We have 3 nodes Cassandra cluster.
We have an application that uses a keyspace that creates a hightload on disks, on read. The problem has a cumulative effect. The more days we interact with the keyspace, the more disk reading grows. : hightload read
Reading goes up to > 700 MB/s. Then the storage (SAN) begins to degrade, and then the Сassandra cluster also degrades.

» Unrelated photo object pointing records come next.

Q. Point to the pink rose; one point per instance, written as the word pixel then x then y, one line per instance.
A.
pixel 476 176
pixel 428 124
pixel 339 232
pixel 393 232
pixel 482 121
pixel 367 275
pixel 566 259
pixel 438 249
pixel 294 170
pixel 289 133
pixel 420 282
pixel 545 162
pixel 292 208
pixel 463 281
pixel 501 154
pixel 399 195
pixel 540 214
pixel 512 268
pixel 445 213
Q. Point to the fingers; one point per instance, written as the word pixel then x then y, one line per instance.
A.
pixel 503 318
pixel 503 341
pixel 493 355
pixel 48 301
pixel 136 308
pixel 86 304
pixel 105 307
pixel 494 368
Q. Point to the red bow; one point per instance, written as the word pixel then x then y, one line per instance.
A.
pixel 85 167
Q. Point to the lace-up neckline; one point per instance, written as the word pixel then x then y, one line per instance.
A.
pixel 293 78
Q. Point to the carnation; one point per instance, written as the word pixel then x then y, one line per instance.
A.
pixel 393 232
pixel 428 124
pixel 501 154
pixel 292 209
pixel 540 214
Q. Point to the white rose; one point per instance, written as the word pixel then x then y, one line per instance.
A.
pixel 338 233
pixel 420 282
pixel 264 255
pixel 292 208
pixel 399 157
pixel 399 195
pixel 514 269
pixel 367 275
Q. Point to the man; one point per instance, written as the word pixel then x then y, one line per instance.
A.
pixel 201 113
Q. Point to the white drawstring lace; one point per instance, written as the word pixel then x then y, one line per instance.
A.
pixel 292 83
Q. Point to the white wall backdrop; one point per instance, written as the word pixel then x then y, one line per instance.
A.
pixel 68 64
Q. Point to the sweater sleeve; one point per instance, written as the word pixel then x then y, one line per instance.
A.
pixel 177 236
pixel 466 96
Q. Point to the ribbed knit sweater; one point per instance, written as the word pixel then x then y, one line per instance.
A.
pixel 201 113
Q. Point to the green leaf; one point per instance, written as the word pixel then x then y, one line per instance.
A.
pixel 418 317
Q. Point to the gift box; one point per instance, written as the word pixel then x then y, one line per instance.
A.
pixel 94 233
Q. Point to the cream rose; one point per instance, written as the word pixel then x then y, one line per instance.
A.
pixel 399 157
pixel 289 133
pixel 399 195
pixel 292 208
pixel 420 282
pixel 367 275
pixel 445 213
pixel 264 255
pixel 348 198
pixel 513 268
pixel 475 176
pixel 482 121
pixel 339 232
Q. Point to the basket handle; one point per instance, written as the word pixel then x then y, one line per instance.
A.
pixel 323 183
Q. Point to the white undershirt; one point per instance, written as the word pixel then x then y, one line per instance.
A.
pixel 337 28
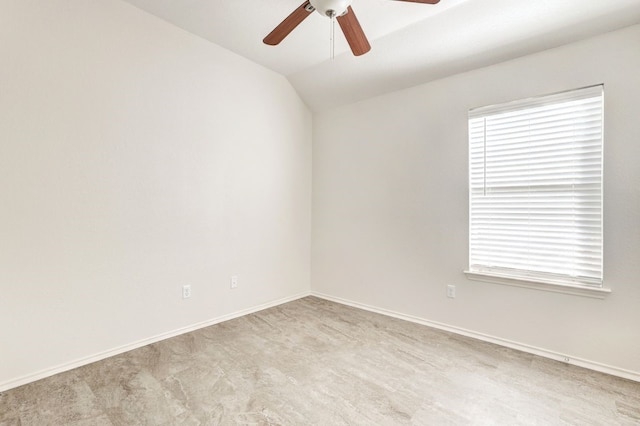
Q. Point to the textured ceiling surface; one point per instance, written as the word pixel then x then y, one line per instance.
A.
pixel 411 43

UPD 25.10.2021: "I wrote it a little wrong, through the SAN space is allocated to a virtual machine, like a normal drive"
The only thing that helps is clearing the keyspace.
Output command "tpstats" and "cfstats"
[cassandra-01 ~]$ nodetool tpstats
Pool Name Active Pending Completed Blocked All time blocked
ReadStage 1 1 1837888055 0 0
MiscStage 0 0 0 0 0
CompactionExecutor 0 0 6789640 0 0
MutationStage 0 0 870873552 0 0
MemtableReclaimMemory 0 0 7402 0 0
PendingRangeCalculator 0 0 9 0 0
GossipStage 0 0 18939072 0 0
SecondaryIndexManagement 0 0 0 0 0
HintsDispatcher 0 0 3 0 0
RequestResponseStage 0 0 1307861786 0 0
Native-Transport-Requests 0 0 2981687196 0 0
ReadRepairStage 0 0 346448 0 0
CounterMutationStage 0 0 0 0 0
MigrationStage 0 0 168 0 0
MemtablePostFlush 0 0 8193 0 0
PerDiskMemtableFlushWriter_0 0 0 7402 0 0
ValidationExecutor 0 0 21 0 0
Sampler 0 0 10988 0 0
MemtableFlushWriter 0 0 7402 0 0
InternalResponseStage 0 0 3404 0 0
ViewMutationStage 0 0 0 0 0
AntiEntropyStage 0 0 71 0 0
CacheCleanupExecutor 0 0 0 0 0
Message type Dropped
READ 7
RANGE_SLICE 0
_TRACE 0
HINT 0
MUTATION 5
COUNTER_MUTATION 0
BATCH_STORE 0
BATCH_REMOVE 0
REQUEST_RESPONSE 0
PAGED_RANGE 0
READ_REPAIR 0
[cassandra-01 ~]$ nodetool cfstats box_messages -H
Total number of tables: 73
----------------
Keyspace : box_messages
Read Count: 48847567
Read Latency: 0.055540737801741485 ms
Write Count: 69461300
Write Latency: 0.010656743870327794 ms
Pending Flushes: 0
Table: messages
SSTable count: 6
Space used (live): 3.84 GiB
Space used (total): 3.84 GiB
Space used by snapshots (total): 0 bytes
Off heap memory used (total): 10.3 MiB
SSTable Compression Ratio: 0.23265712113582082
Number of partitions (estimate): 4156030
Memtable cell count: 929912
Memtable data size: 245.04 MiB
Memtable off heap memory used: 0 bytes
Memtable switch count: 92
Local read count: 20511450
Local read latency: 0.106 ms
Local write count: 52111294
Local write latency: 0.013 ms
Pending flushes: 0
Percent repaired: 0.0
Bloom filter false positives: 57318
Bloom filter false ratio: 0.00841
Bloom filter space used: 6.56 MiB
Bloom filter off heap memory used: 6.56 MiB
Index summary off heap memory used: 1.78 MiB
Compression metadata off heap memory used: 1.95 MiB
Compacted partition minimum bytes: 73
Compacted partition maximum bytes: 17084
Compacted partition mean bytes: 3287
Average live cells per slice (last five minutes): 2.0796939751354797
Maximum live cells per slice (last five minutes): 10
Average tombstones per slice (last five minutes): 1.1939751354797576
Maximum tombstones per slice (last five minutes): 2
Dropped Mutations: 5 bytes
(I'm unable to comment and hence posting it as an answer)
As folks mentioned SAN is not going to be the best suite here and one could read through the list of anti-patterns documented here which could also apply to OSS C*.